What is IoT? For our industry, it's connected sensors on everything, equipment, personnel, robots and drones, even freight on the pallets, containers, SKUs, even the infrastructure that we're driving around or meet up against. There are a lot of tailwinds driving IoT. The devices are getting cheaper, more efficient, and have better battery lives. They also have a lot more communication opportunities. It’s rare to see a facility that is loading or unloading freight that doesn't have a WiFi or cellular service. Along most major highways, you have pretty good coverage. IoT doesn't necessarily need constant coverage. It can go dark. Then when it comes back in the light, it can send its backlog.

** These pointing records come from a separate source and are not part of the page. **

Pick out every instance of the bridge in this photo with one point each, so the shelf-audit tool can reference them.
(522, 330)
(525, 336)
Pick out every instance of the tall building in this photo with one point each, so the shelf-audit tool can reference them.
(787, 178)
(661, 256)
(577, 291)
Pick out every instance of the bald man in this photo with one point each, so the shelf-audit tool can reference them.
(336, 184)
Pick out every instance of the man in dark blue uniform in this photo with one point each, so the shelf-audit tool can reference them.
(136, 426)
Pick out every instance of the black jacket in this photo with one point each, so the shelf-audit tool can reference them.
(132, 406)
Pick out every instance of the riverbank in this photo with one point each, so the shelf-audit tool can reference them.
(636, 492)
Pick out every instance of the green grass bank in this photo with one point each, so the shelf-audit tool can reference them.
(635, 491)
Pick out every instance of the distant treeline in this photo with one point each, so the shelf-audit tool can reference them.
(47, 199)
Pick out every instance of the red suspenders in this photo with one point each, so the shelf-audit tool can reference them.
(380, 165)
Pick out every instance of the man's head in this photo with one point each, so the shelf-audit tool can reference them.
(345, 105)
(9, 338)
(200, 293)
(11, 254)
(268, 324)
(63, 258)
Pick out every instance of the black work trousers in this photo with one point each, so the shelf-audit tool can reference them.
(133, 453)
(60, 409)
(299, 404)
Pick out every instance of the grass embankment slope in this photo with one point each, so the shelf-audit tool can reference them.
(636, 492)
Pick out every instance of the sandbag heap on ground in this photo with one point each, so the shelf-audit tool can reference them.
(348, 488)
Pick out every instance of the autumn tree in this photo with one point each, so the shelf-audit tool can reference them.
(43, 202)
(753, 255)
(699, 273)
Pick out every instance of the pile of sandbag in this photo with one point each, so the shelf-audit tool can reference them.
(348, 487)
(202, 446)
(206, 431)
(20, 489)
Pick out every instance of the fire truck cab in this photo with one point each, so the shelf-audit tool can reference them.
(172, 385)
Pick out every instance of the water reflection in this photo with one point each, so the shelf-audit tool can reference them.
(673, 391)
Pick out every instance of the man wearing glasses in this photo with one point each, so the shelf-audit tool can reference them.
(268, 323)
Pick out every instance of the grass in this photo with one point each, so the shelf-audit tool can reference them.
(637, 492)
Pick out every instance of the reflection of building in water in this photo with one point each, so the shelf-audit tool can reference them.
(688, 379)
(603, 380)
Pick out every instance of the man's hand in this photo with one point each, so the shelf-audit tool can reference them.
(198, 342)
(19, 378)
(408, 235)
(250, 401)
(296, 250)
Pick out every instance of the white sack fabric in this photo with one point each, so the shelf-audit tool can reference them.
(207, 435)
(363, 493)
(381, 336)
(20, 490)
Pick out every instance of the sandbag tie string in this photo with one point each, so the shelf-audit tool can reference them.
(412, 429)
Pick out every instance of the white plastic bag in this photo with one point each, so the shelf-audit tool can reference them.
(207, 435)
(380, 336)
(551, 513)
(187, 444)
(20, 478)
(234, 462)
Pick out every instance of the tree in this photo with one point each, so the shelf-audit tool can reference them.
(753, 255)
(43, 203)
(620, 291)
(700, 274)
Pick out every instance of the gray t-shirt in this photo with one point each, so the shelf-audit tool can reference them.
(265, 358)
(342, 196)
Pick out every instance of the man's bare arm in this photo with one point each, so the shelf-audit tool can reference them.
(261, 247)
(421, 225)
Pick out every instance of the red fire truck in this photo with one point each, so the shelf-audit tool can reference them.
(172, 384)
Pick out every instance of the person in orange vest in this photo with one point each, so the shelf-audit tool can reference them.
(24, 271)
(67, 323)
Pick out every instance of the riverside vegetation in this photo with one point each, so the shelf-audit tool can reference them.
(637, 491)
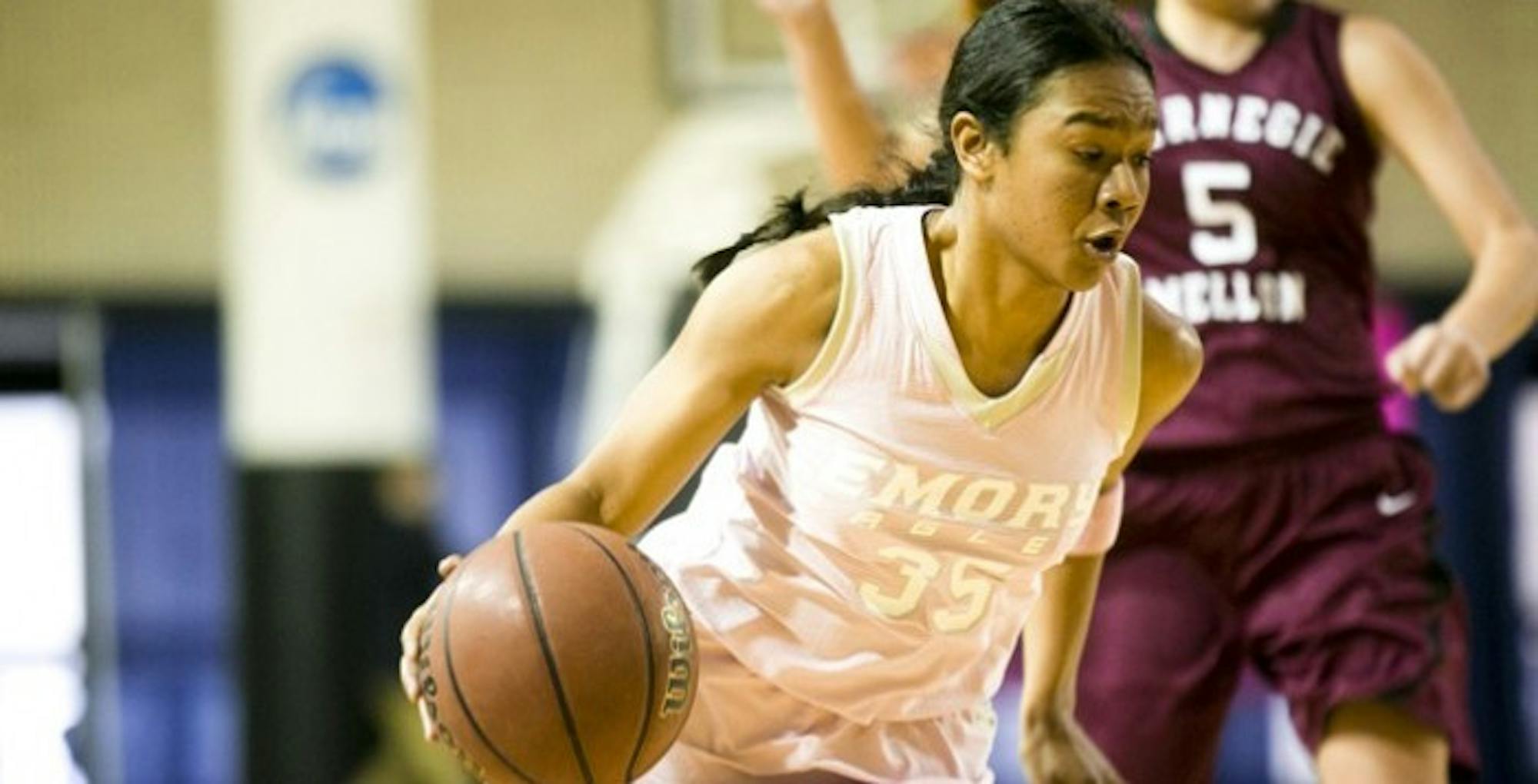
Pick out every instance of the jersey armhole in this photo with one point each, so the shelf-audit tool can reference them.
(850, 276)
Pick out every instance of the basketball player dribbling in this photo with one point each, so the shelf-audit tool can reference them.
(942, 388)
(1274, 519)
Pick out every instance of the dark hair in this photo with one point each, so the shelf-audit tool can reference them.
(996, 75)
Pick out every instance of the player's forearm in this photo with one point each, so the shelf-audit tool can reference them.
(1056, 637)
(850, 136)
(565, 502)
(1500, 302)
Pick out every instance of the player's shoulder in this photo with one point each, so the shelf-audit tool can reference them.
(1171, 353)
(774, 305)
(1374, 51)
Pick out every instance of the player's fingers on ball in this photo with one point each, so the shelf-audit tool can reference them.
(408, 677)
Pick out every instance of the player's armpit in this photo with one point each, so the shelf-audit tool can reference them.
(1171, 365)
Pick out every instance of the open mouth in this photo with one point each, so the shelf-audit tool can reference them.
(1105, 245)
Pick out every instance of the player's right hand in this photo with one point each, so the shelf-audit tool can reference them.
(410, 649)
(1443, 362)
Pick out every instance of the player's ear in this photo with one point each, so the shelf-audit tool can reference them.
(976, 153)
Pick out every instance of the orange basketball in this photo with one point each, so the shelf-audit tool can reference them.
(559, 654)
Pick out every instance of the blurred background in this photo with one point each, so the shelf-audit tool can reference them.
(298, 299)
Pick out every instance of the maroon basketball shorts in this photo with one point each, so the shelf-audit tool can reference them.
(1316, 568)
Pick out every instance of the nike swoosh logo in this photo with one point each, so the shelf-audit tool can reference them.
(1391, 505)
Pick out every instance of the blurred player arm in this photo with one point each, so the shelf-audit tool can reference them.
(1056, 631)
(1416, 115)
(756, 325)
(854, 144)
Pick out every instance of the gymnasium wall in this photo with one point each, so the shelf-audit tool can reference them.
(110, 171)
(110, 164)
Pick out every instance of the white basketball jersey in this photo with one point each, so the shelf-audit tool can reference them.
(876, 540)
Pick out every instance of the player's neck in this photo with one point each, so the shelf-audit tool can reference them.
(1216, 42)
(994, 307)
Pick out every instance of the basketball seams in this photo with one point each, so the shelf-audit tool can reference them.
(651, 663)
(459, 694)
(550, 657)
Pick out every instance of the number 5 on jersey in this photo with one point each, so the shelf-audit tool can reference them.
(973, 583)
(1237, 242)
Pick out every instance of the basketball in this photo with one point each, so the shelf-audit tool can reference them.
(559, 654)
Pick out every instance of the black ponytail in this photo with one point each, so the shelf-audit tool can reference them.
(996, 76)
(933, 185)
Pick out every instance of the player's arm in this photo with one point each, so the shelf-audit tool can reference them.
(757, 324)
(1060, 620)
(1411, 108)
(850, 135)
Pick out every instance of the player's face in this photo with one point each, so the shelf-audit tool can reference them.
(1076, 178)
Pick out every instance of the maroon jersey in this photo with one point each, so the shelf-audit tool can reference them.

Big Data and AI machine learning are basically two sides of the same coin. You have all these Big Data sources now—no human being can absorb or process that data. You need technology to process the data, particularly because a lot of it is not structured. It can be video images, for example, and there are new algorithms and breakthroughs in those areas. We like to bring all those things together: Internet of Things, Big Data and AI, and we agree with survey participants who think that these present the biggest opportunities for competitive advantage.